Canada’s new first-time homebuyer incentive aims to make it easier for new buyers to step into the real estate market.
If you’re thinking of buying your first home, listen up. This month, a new first-time homebuyer incentive program opened its doors to help Canadians who want to buy homes do just that. With recent inflation in housing markets around the country, the dream of homeownership became out of reach for many millennials.
Homeownership allows people to build equity in their own investment by paying a mortgage rather than paying rent to a landlord to help them pay off further real estate investments. But with the average price of homes in some of Canada’s biggest cities reaching over $800,000—a far cry from where the market was even five years ago—first-time homebuyers are struggling to meet the minimum requirements for a down payment and the debt service ratio required to be approved for a mortgage.
The new first-time homebuyer incentive aims to help people buying their first home by providing up to 10% of the purchase price of the home.
How does it work?
If you’re buying a resale home, the government will offer 5% of the purchase price and if you are buying a newly constructed home, you can apply for either 5% or 10% of the purchase price to be funded by the new incentive.
However, there’s a catch—the money isn’t free.
Funding is provided as what is called a shared equity mortgage. This means that the government owns a portion of your home and when the time comes to sell, you have to pay back 5% of the sale price of the home.

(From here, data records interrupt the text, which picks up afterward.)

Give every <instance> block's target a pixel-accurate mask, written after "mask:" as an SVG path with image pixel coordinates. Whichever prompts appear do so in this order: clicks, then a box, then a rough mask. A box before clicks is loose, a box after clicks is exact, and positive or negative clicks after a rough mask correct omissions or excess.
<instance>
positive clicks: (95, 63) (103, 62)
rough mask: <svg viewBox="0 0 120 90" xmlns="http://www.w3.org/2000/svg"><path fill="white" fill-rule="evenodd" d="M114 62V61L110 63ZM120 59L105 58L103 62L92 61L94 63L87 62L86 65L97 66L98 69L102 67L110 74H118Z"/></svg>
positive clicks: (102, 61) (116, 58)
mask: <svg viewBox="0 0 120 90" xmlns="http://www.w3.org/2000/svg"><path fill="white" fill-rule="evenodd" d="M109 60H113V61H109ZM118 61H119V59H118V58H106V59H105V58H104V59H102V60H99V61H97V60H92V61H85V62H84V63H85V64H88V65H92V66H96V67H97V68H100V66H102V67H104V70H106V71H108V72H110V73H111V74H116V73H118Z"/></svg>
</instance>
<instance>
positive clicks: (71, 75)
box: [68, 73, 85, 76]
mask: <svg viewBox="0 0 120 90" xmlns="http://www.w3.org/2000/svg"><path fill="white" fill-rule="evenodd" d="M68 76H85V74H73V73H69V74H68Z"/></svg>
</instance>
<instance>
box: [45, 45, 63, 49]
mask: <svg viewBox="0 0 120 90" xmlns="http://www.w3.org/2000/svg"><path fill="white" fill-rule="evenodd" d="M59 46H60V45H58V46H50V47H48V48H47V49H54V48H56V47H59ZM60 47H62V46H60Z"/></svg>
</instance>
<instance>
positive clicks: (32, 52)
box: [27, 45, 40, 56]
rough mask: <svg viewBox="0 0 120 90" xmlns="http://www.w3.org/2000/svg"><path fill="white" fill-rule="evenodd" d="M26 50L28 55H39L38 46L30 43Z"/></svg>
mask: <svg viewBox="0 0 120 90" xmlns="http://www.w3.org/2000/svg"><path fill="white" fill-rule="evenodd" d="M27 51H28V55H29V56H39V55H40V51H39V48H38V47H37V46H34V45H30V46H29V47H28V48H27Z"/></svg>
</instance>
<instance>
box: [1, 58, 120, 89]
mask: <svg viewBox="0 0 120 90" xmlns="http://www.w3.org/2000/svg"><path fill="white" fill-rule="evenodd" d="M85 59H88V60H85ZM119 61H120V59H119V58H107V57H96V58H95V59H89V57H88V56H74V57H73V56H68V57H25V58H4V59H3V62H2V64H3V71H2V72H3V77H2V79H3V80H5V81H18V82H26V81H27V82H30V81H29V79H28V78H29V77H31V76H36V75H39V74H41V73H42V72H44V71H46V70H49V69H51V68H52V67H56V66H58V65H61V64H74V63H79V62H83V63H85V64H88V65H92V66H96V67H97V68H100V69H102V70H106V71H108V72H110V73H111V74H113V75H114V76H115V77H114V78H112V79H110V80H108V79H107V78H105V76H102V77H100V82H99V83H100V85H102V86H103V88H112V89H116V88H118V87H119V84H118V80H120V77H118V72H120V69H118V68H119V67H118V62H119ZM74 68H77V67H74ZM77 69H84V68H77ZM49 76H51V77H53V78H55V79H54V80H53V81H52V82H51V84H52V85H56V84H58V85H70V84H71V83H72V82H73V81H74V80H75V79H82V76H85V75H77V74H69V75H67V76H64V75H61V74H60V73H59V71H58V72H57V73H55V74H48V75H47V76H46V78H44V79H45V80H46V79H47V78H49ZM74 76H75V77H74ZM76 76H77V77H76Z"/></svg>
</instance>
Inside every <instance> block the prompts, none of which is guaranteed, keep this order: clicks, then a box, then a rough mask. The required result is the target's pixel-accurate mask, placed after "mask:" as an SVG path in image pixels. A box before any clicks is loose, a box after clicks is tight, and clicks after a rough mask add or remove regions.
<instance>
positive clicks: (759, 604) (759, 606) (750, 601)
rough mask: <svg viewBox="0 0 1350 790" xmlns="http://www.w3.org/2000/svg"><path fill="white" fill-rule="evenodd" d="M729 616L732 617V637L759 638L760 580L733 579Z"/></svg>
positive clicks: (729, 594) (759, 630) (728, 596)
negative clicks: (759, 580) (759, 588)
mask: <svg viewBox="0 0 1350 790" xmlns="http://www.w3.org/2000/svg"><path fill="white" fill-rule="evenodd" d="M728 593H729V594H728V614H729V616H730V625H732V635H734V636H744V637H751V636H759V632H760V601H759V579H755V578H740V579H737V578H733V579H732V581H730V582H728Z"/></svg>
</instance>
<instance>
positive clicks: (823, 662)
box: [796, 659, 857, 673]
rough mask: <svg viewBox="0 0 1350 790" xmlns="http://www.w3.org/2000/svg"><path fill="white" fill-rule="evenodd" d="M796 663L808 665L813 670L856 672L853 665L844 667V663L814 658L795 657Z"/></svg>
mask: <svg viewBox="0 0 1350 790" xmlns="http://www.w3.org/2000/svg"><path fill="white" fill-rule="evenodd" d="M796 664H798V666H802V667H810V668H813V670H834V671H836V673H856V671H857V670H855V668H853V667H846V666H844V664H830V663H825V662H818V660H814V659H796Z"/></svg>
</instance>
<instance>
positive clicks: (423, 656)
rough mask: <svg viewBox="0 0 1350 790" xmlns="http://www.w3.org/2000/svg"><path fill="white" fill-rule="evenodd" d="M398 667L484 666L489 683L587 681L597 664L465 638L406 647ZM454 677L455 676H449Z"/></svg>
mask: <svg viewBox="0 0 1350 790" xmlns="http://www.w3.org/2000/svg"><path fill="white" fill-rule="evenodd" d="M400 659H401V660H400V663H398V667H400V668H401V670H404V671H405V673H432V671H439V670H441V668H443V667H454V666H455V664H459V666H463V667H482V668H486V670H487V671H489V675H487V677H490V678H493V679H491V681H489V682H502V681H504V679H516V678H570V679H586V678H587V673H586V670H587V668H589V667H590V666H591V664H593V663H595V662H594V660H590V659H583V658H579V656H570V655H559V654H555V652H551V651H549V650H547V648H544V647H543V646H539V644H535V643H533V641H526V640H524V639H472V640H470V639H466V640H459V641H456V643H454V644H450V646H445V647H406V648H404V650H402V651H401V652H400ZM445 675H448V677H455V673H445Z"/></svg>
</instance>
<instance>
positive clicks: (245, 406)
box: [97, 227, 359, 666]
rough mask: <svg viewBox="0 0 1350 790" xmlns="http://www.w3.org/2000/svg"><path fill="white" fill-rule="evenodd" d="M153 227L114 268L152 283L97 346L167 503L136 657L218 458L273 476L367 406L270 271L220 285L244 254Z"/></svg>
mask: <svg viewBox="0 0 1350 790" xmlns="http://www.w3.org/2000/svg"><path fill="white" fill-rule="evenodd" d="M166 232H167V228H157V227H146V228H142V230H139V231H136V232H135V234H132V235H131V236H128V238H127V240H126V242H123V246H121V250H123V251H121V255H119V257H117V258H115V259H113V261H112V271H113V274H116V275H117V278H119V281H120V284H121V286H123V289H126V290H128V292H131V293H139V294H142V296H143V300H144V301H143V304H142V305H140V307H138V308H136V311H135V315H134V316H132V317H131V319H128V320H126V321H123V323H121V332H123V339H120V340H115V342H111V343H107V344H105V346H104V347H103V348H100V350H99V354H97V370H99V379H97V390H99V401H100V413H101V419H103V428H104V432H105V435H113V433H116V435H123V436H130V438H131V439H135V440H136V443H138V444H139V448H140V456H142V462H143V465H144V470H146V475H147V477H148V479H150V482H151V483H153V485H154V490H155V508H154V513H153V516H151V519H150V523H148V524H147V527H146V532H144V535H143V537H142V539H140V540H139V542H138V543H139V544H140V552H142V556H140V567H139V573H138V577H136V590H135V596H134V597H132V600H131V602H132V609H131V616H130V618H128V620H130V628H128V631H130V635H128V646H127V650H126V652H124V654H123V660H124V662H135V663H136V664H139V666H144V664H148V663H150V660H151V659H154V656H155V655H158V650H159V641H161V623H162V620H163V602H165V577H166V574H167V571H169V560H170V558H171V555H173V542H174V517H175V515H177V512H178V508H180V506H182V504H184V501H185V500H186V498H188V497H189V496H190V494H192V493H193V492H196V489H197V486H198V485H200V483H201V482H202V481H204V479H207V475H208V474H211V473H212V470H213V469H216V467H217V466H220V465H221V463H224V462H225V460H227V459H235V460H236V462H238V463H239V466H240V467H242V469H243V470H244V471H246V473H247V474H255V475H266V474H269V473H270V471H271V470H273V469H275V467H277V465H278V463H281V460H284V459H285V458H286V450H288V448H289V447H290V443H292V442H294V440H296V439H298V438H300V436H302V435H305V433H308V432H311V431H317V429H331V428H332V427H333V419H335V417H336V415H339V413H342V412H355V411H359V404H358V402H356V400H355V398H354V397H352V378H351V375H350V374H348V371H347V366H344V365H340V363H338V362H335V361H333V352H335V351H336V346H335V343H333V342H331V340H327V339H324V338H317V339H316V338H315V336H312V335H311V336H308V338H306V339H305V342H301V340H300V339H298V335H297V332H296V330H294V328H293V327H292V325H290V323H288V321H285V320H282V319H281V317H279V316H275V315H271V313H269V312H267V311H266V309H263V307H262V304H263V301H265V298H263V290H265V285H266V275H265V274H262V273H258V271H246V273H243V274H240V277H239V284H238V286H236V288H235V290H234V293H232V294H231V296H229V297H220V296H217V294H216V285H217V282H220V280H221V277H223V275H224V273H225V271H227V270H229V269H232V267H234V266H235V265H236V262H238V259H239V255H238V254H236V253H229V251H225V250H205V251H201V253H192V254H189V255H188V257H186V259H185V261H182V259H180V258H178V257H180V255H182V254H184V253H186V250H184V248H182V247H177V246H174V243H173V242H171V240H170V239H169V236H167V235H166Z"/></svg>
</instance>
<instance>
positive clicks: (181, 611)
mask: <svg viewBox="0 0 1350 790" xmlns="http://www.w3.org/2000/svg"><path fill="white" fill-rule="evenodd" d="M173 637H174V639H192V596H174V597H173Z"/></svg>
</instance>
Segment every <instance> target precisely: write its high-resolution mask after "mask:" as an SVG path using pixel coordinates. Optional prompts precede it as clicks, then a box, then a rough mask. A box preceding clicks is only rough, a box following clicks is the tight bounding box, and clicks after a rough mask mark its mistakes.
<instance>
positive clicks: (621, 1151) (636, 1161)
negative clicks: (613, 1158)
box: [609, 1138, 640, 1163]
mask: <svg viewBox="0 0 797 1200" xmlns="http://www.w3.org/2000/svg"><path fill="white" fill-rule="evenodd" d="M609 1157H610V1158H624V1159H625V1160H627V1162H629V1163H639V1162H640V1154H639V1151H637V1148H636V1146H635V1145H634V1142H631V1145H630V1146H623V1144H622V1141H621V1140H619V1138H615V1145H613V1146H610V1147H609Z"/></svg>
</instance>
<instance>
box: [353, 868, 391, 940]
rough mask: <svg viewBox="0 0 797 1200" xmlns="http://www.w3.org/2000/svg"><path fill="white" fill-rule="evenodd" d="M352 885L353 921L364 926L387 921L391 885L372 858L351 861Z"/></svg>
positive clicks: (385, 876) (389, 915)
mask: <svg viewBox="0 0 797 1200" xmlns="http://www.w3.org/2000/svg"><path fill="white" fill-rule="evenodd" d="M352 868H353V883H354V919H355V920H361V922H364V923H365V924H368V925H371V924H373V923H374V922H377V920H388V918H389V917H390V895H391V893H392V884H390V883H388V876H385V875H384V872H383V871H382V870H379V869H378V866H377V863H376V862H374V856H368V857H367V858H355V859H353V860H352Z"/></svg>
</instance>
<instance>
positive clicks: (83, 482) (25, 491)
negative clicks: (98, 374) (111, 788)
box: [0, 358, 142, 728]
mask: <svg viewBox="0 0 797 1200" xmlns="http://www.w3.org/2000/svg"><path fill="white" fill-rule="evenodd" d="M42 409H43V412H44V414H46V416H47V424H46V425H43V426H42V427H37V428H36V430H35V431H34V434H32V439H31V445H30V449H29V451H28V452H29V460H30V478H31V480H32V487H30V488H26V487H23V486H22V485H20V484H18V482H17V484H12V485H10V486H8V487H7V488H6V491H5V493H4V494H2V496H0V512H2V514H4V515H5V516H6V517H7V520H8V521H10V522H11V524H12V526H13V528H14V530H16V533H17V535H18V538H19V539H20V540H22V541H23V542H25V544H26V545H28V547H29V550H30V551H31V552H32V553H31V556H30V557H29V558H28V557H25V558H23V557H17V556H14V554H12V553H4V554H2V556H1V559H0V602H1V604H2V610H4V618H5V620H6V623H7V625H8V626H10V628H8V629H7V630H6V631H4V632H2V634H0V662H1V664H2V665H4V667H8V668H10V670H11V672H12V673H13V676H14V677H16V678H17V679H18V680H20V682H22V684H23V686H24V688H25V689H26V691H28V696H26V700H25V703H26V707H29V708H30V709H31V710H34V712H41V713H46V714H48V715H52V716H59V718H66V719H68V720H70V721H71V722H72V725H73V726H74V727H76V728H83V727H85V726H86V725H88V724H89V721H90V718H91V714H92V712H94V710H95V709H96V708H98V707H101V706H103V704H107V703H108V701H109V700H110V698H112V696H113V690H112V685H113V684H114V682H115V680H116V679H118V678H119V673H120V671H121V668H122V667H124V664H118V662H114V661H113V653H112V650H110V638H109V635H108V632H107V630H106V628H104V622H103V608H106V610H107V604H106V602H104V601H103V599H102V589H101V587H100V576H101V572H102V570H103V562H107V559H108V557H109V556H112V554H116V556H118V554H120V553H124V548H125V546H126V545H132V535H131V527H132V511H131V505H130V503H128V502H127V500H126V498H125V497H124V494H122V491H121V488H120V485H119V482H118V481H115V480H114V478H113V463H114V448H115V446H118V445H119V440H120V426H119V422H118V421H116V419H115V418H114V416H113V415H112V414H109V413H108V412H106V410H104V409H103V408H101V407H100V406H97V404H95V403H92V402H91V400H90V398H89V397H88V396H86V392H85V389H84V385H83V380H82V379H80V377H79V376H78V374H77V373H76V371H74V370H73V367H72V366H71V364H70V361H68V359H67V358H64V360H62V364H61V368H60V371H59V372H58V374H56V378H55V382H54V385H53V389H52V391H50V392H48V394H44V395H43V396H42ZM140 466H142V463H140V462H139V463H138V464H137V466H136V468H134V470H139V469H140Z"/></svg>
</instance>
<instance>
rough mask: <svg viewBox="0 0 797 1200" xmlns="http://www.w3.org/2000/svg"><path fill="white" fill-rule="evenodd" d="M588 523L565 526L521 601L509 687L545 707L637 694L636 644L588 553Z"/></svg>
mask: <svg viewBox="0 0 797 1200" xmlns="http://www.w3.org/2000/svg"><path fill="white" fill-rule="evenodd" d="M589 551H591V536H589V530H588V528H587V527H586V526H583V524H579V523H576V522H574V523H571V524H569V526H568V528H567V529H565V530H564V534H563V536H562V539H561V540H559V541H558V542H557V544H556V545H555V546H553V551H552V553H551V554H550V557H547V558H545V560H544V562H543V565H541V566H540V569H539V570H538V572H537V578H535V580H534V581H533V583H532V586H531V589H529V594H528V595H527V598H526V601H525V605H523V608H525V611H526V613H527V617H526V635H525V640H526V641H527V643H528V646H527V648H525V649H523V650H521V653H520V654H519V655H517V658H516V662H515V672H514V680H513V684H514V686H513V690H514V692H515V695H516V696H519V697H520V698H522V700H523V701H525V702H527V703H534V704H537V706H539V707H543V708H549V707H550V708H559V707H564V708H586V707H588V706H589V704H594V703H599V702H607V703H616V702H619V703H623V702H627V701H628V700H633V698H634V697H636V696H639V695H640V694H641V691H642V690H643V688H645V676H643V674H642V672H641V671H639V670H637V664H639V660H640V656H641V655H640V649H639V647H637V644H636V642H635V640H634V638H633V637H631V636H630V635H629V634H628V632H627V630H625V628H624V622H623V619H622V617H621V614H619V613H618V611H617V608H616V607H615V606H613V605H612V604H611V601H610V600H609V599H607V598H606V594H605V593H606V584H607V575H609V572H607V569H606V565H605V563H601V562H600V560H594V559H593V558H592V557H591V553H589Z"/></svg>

So, if you buy a home for $400,000 and are given $20,000 towards the purchase price of your new home, when you decide to sell if the property has appreciated and sells for $500,000, you have to repay $25,000 (5% of the total value of the home at the time of sale).
To qualify, you have to meet specific criteria:
1. You have to be a first-time homebuyer, have gone through a divorce or breakdown of a common-law partnership, or haven’t occupied a home that you or your current spouse or common-law partner owned
2. You must earn less than $120,000 annually as your borrowing power is limited to four times your qualifying income
3. Your down payment must be under 20% so that the mortgage is insured through either the Canada Guaranty Mortgage Insurance Corporation, Genworth Canada, or the Canada Mortgage and Housing Corporation
4. Your down payment must be at least 5% if the home is valued under $500,000 and 10% if the home is over $500,000
The new first-time homebuyer incentive aims to make housing more affordable for the next generation of homeowners stepping into real estate markets that are unrealistic for first-time buyers. This incentive will provide an opportunity to reduce mortgage costs and make it easier to obtain a mortgage by reducing the debt service ratio of taking on a bigger loan through your financial institution or private mortgage lender.
It is important to speak with your mortgage broker, real estate agent, or financial representative to find out which incentives and programs are best for your needs and situation.